I spend a lot of time watching and reviewing videos. I’ve probably seen more than I care to count — and so have you. Recently I read that viewers watch, on average, between 18 and 21 hours of video a month online alone. Video has become our modern method of storytelling and communication. With every one I watch, I seem to either love it or hate it. I began to explore this polarizing effect and realized it comes down to approach. Many do not associate video with design, falling prey to overused and dated techniques.
Traditionally, video producers are not trained in design. A sad fact, really, given that so many elements of design can and should be directly translated to video. Design refers not only to appearance, but also emotion — how does someone not only perceive the work, but how does it make them feel?
So, if you make videos, buy videos or just watch them — pay attention to the attributes of good design:
Balance & Space
Balance refers to the placement of elements within a design. Space refers to the negative space around each component. Every aspect of a video should have its place, both within the frame and also within the context of the video as a whole. For instance, although title safe and action safe may matter less online than they do it television, they can still be used as a general guide for placement of objects within a frame. A frame of video is a canvas that should be properly laid out.
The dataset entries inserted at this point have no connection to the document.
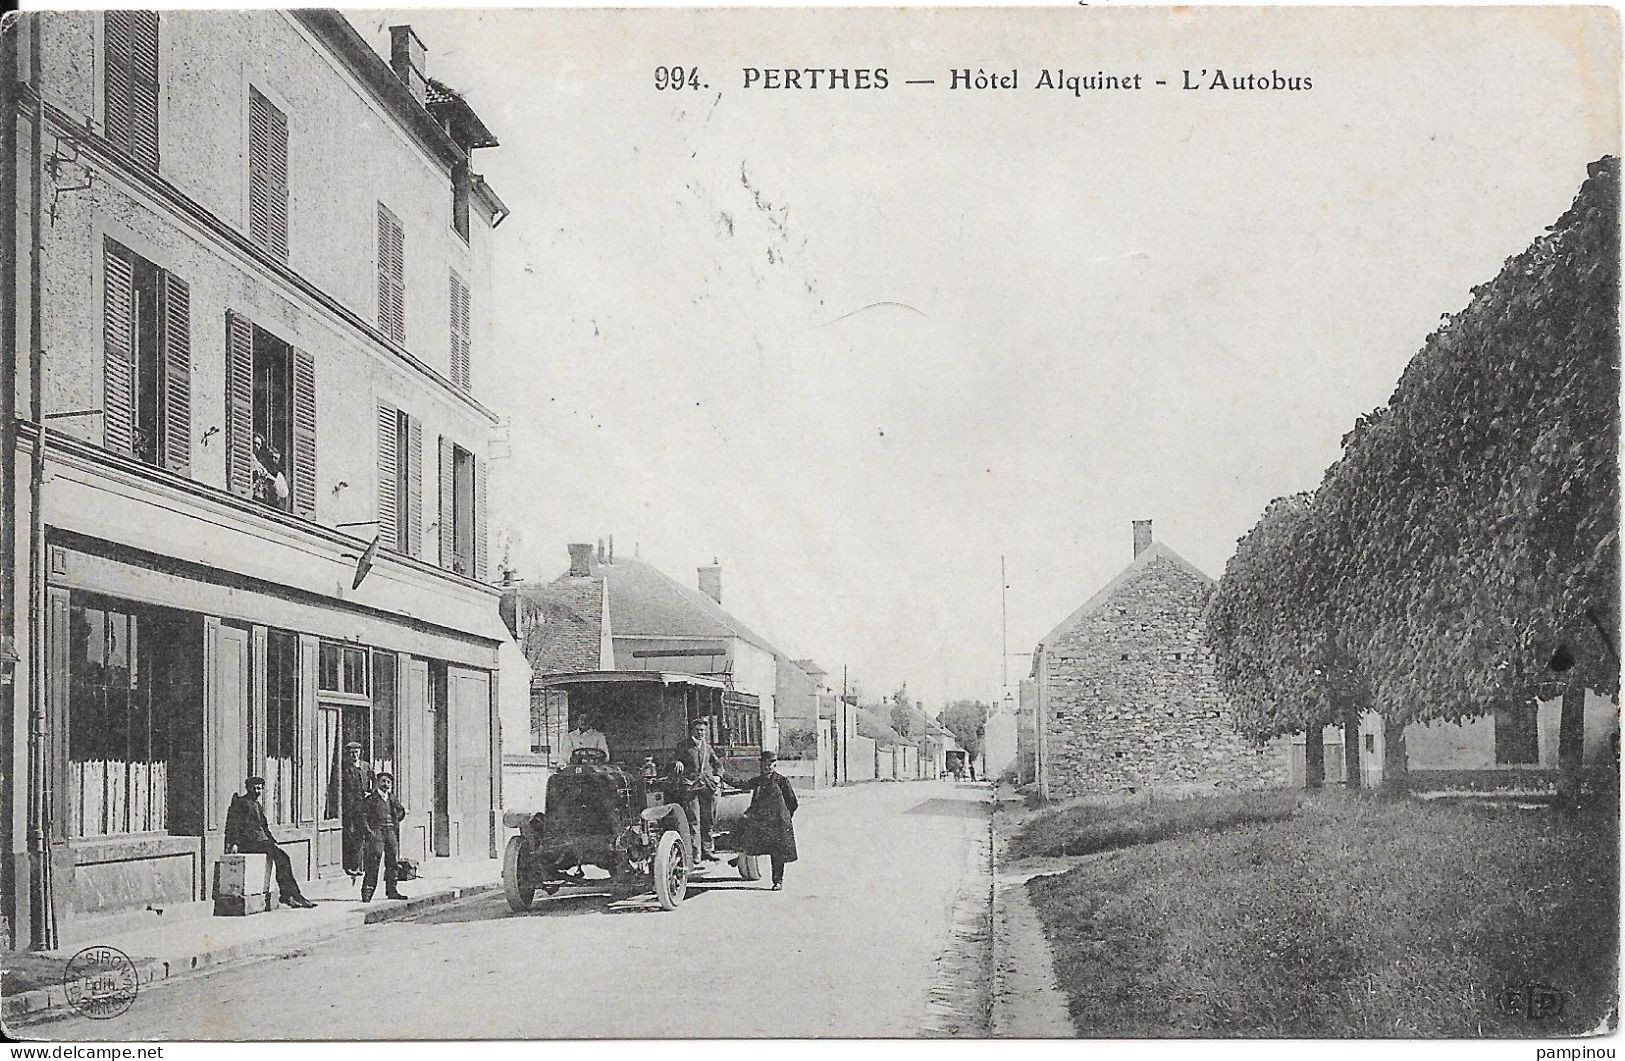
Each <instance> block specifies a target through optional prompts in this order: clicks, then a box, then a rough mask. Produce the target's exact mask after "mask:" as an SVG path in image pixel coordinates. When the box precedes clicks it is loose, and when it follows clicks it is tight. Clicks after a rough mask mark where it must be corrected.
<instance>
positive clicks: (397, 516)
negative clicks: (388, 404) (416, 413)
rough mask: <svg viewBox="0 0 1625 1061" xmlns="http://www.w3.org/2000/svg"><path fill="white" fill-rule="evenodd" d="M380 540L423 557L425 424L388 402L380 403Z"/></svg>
mask: <svg viewBox="0 0 1625 1061" xmlns="http://www.w3.org/2000/svg"><path fill="white" fill-rule="evenodd" d="M379 539H380V541H382V543H384V548H385V549H395V551H398V552H405V554H408V556H421V554H423V424H421V422H419V421H418V419H416V418H413V416H410V414H408V413H405V411H403V409H397V408H395V406H392V405H388V403H387V401H380V403H379Z"/></svg>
Text has always played a major part in video production. Typography is the study and correct use of text and type. It is also perhaps one of the most disregarded elements of design in video. We should all take time to understand strong fonts and utilize them appropriately. If an audience can’t read it, why is it there? What makes Helvetica, Gotham and Futura so loved? Why should Zapfino and Papyrus never be used in video (I’m looking at you, Avatar. The poster, okay, but the subtitles, really?)
Rhythm & Movement
Often, we do not consider traditional design as rhythmic; but think of a graph — a mental examination of each measurement in some sort of sequence. There is such movement and rhythm in virtually every piece of design. The same holds true for video, only that it unfolds in real-time instead of solely in the path of our eyes. The pacing, timing and motion of a video all matter for retention, engagement and interest.
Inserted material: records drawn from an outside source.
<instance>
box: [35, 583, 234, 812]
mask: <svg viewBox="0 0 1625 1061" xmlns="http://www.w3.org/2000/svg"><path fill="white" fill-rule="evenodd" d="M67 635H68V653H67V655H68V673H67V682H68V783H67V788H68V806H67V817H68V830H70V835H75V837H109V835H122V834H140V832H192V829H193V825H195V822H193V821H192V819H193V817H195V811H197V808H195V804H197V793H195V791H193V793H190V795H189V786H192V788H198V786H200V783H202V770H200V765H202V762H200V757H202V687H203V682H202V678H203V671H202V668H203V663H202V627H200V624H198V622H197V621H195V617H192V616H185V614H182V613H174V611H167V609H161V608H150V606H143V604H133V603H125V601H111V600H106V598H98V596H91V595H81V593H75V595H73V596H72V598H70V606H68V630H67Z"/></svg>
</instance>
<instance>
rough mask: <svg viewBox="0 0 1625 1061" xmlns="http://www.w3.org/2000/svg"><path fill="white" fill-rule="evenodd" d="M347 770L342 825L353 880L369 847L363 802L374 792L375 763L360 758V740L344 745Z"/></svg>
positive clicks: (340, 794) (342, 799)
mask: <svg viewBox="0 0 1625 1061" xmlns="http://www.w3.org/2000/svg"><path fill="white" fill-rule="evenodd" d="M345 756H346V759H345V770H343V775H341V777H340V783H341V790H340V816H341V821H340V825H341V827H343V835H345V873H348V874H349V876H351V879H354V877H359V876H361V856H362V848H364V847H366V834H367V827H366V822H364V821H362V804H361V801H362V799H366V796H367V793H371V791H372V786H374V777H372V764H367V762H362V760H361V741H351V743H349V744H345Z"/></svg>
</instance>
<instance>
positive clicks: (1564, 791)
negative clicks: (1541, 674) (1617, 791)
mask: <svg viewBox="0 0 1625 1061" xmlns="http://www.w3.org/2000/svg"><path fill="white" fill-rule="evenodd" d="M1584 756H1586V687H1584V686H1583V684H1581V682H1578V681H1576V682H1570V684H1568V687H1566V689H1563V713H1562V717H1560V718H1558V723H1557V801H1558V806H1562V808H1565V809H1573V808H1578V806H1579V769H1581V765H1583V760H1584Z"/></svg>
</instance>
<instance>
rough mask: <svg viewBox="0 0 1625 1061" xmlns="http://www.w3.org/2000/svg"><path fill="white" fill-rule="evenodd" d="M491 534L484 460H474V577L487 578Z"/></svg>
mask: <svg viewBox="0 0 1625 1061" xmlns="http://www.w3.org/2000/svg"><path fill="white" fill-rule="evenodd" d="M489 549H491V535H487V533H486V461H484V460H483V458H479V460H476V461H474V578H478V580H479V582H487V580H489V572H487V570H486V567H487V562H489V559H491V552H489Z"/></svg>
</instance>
Contrast in video not only refers to being able to read text on screen or see a character in a dark room. It also considers the classic battle between good and evil, the story. Contrast is like conflict, there needs to remain a clear separation between characters in a plot. Every video needs a story and in good story lines, contrast plays a significant role.
Emphasis & Focus
This is one of the most critical elements of design. We’ve all seen ads that have 800 words on one poster. We all ask the same thing: what am I supposed to focus on? Video begs the same question; a story should lead to a focal point or a climax, letting viewers know what is being emphasized. This is the opportunity to convey the key message. What is the big idea to learn or remember?
The key to design is purpose. Frame by frame and story by story. It is this attention to detail that separates mere video from video that has been designed. That is what creation is all about.